In SAS you can join two or more tables in two ways. In this article, we discuss how to join tables with the MERGE statement. We explain the syntax of the MERGE statement and discuss how to create a full, left, right, and inner join.
The MERGE Syntax
MERGE SAS-data-set-1 <(data-set-options)>
SAS-data-set-2 <(data-set-options) >
The MERGE statement contains at least two obligatory arguments, namely the SAS tables you want to join.
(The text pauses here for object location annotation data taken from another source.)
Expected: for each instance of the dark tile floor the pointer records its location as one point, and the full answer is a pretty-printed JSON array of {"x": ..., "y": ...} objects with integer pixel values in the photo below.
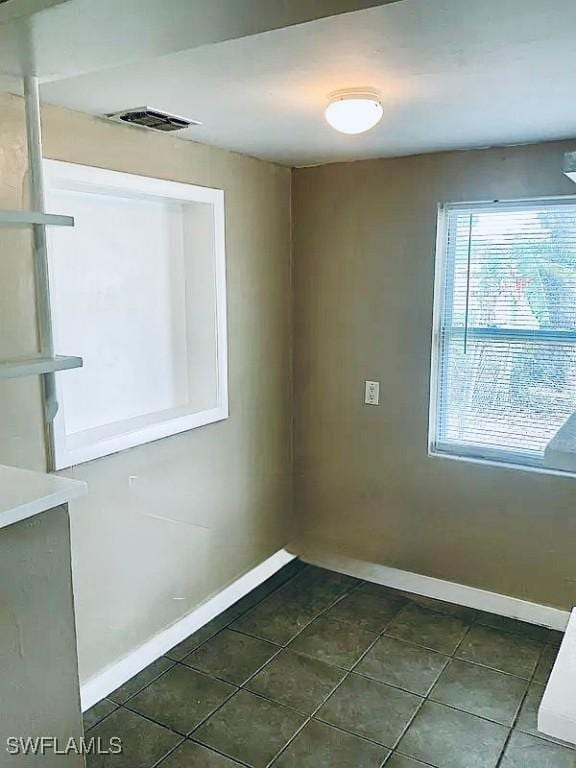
[{"x": 315, "y": 669}]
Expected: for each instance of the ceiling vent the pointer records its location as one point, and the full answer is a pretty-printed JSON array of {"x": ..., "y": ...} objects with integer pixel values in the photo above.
[{"x": 146, "y": 117}]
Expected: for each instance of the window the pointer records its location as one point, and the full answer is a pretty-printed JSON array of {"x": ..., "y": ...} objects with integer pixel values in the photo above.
[
  {"x": 138, "y": 289},
  {"x": 504, "y": 348}
]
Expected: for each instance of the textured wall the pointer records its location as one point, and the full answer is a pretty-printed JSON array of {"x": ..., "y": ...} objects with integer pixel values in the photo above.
[
  {"x": 167, "y": 524},
  {"x": 365, "y": 487}
]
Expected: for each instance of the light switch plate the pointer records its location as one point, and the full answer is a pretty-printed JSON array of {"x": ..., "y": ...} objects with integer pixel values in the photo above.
[{"x": 372, "y": 393}]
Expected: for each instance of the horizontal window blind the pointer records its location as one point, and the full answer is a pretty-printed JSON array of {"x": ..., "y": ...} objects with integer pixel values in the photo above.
[{"x": 506, "y": 332}]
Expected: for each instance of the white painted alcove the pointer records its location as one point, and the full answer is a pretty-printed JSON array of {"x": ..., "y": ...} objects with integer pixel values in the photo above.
[{"x": 138, "y": 289}]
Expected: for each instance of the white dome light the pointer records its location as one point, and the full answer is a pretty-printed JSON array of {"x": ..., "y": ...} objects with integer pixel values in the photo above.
[{"x": 354, "y": 111}]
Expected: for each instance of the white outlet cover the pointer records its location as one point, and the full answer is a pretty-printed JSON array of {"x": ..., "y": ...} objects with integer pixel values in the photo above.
[{"x": 372, "y": 393}]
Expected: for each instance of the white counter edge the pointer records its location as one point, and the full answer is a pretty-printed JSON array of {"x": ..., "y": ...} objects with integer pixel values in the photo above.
[{"x": 24, "y": 493}]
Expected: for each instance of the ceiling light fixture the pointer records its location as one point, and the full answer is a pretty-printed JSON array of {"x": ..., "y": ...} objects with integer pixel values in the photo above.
[{"x": 353, "y": 110}]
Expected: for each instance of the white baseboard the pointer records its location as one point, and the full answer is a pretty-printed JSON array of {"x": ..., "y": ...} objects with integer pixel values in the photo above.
[
  {"x": 557, "y": 713},
  {"x": 450, "y": 592},
  {"x": 95, "y": 689}
]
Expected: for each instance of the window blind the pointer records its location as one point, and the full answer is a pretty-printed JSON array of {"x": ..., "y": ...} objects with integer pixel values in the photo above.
[{"x": 504, "y": 377}]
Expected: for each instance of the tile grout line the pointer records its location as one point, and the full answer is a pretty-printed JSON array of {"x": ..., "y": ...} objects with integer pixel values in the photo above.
[
  {"x": 354, "y": 587},
  {"x": 500, "y": 760},
  {"x": 281, "y": 648}
]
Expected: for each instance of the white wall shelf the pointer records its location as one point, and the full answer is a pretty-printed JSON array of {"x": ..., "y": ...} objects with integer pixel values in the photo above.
[
  {"x": 37, "y": 364},
  {"x": 20, "y": 218}
]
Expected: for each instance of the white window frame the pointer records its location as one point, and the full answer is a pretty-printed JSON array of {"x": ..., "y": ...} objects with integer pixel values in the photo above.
[
  {"x": 489, "y": 457},
  {"x": 73, "y": 177}
]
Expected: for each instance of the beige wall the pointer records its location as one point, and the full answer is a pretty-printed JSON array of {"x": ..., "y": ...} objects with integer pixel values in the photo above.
[
  {"x": 365, "y": 487},
  {"x": 167, "y": 524}
]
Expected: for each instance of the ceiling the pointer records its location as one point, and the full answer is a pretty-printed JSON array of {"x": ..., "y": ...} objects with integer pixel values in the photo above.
[{"x": 452, "y": 73}]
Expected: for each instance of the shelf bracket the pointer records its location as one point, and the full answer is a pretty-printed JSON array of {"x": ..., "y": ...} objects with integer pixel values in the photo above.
[{"x": 37, "y": 200}]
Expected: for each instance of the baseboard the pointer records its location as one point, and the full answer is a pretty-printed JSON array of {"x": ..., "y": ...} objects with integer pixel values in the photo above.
[
  {"x": 492, "y": 602},
  {"x": 95, "y": 689},
  {"x": 557, "y": 713}
]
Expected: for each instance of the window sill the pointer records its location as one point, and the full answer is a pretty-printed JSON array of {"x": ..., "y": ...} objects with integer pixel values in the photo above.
[{"x": 437, "y": 454}]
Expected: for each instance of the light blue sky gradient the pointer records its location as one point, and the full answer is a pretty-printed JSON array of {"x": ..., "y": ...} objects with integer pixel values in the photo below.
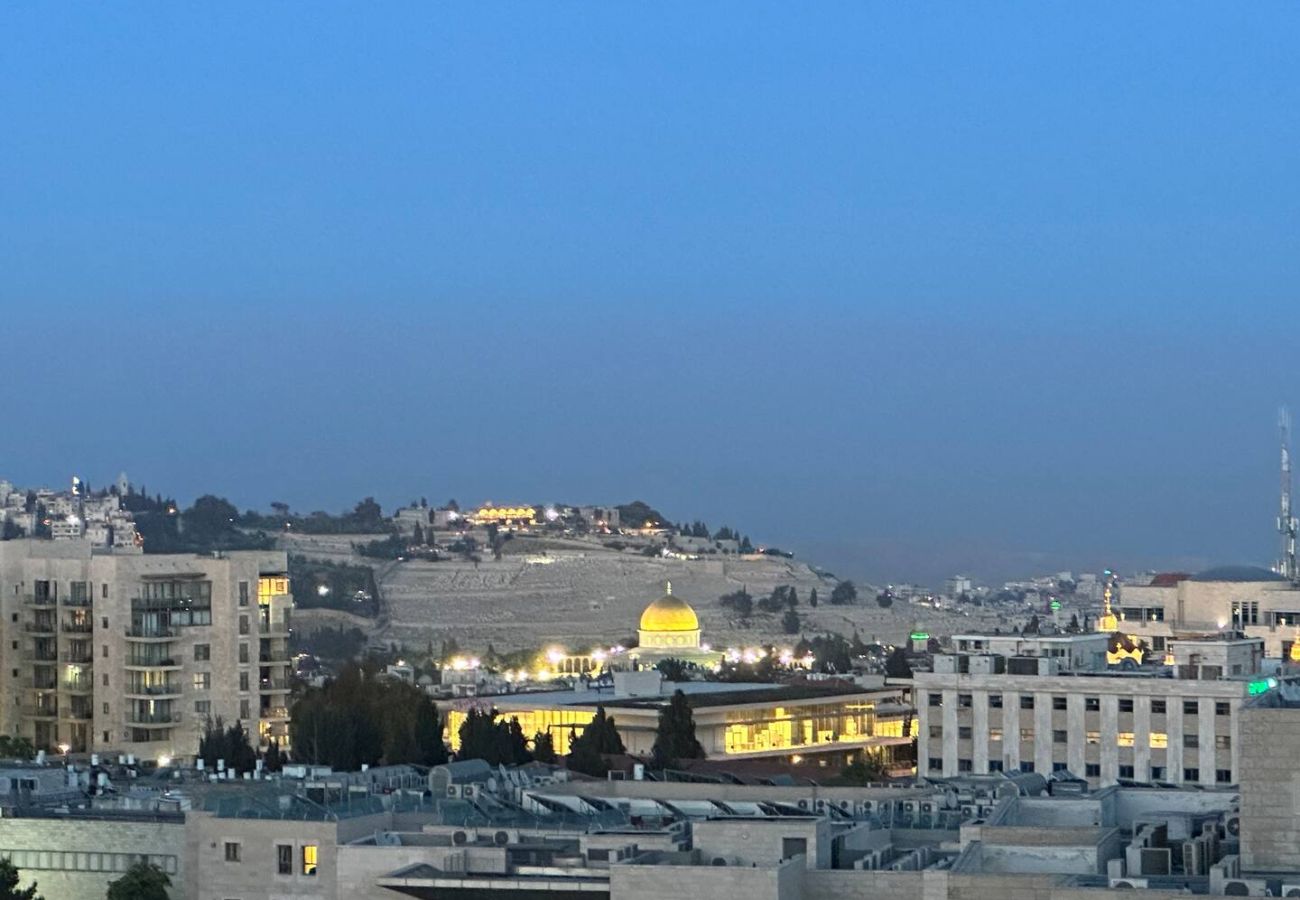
[{"x": 906, "y": 288}]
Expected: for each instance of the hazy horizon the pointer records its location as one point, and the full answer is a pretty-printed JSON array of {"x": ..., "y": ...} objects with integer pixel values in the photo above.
[{"x": 999, "y": 290}]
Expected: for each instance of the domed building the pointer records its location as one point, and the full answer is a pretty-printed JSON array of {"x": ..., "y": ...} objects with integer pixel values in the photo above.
[{"x": 670, "y": 630}]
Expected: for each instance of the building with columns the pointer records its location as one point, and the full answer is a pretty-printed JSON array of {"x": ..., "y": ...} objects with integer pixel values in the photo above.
[{"x": 1178, "y": 723}]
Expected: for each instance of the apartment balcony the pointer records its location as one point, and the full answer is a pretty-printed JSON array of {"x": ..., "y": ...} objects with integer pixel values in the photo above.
[
  {"x": 152, "y": 719},
  {"x": 152, "y": 663},
  {"x": 154, "y": 691},
  {"x": 151, "y": 634}
]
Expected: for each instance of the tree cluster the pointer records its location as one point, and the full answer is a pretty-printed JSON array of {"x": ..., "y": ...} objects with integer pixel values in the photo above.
[
  {"x": 675, "y": 738},
  {"x": 598, "y": 739},
  {"x": 360, "y": 718}
]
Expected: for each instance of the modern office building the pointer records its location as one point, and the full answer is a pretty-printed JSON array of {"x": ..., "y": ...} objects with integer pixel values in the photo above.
[
  {"x": 116, "y": 652},
  {"x": 1051, "y": 704}
]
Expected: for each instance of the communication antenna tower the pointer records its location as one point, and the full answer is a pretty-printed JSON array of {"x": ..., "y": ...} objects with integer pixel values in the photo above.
[{"x": 1287, "y": 523}]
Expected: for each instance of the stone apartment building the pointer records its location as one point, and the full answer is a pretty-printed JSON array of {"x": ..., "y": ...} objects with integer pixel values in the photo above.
[
  {"x": 131, "y": 653},
  {"x": 1053, "y": 705}
]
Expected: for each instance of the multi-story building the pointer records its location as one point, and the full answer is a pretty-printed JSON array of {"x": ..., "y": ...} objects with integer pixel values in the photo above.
[
  {"x": 1051, "y": 705},
  {"x": 134, "y": 653},
  {"x": 1255, "y": 601}
]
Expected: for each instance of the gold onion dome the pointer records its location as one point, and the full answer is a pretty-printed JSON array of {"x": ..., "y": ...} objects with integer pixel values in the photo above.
[{"x": 670, "y": 613}]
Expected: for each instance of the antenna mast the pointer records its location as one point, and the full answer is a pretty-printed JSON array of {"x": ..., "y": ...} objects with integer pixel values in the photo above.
[{"x": 1287, "y": 524}]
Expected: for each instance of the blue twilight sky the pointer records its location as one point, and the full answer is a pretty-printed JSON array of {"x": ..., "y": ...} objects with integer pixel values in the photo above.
[{"x": 906, "y": 288}]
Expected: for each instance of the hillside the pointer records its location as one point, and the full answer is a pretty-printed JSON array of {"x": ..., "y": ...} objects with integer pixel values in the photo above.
[{"x": 579, "y": 595}]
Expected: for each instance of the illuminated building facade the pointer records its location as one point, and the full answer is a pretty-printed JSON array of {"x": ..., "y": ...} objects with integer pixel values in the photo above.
[
  {"x": 134, "y": 653},
  {"x": 979, "y": 713},
  {"x": 826, "y": 722}
]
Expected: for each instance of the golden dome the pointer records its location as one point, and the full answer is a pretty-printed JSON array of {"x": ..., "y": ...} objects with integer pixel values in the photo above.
[{"x": 670, "y": 613}]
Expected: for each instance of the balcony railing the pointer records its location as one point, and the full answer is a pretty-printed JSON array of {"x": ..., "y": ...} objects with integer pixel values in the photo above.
[
  {"x": 152, "y": 718},
  {"x": 147, "y": 632},
  {"x": 152, "y": 662}
]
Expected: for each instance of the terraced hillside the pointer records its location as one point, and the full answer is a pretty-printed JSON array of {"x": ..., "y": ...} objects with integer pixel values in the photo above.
[{"x": 580, "y": 595}]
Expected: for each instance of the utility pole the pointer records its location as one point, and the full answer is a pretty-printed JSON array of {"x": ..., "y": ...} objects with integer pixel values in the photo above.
[{"x": 1287, "y": 524}]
You can keep adding more arguments to join more tables.
The optional arguments are the data set options. For example, the WHERE statement to subset the input data set or the KEEP statement to select variables of the input data set. In this article, we focus only on the IN statement. With this statement, you can create left, right, and inner joins.
In contrast to a join in SQL, the MERGE statement in SAS doesn’t create a cartesian, many-to-many join. The joins in SAS are one-to-one joins or one-to-many joins. The advantage of theses types of joins is that SAS carries out the joins faster. However, the only condition to create these joins is that the input tables are sorted on the common variable(s), i.e. the variable(s) you want to use to join on.
The Input Data Sets
Throughout this article, we will use 2 data sets of 2 columns with information about cities (population and elevation). Both tables contain the column city. We will use this column to join the 2 tables. The tables will be referred to as Left and Right.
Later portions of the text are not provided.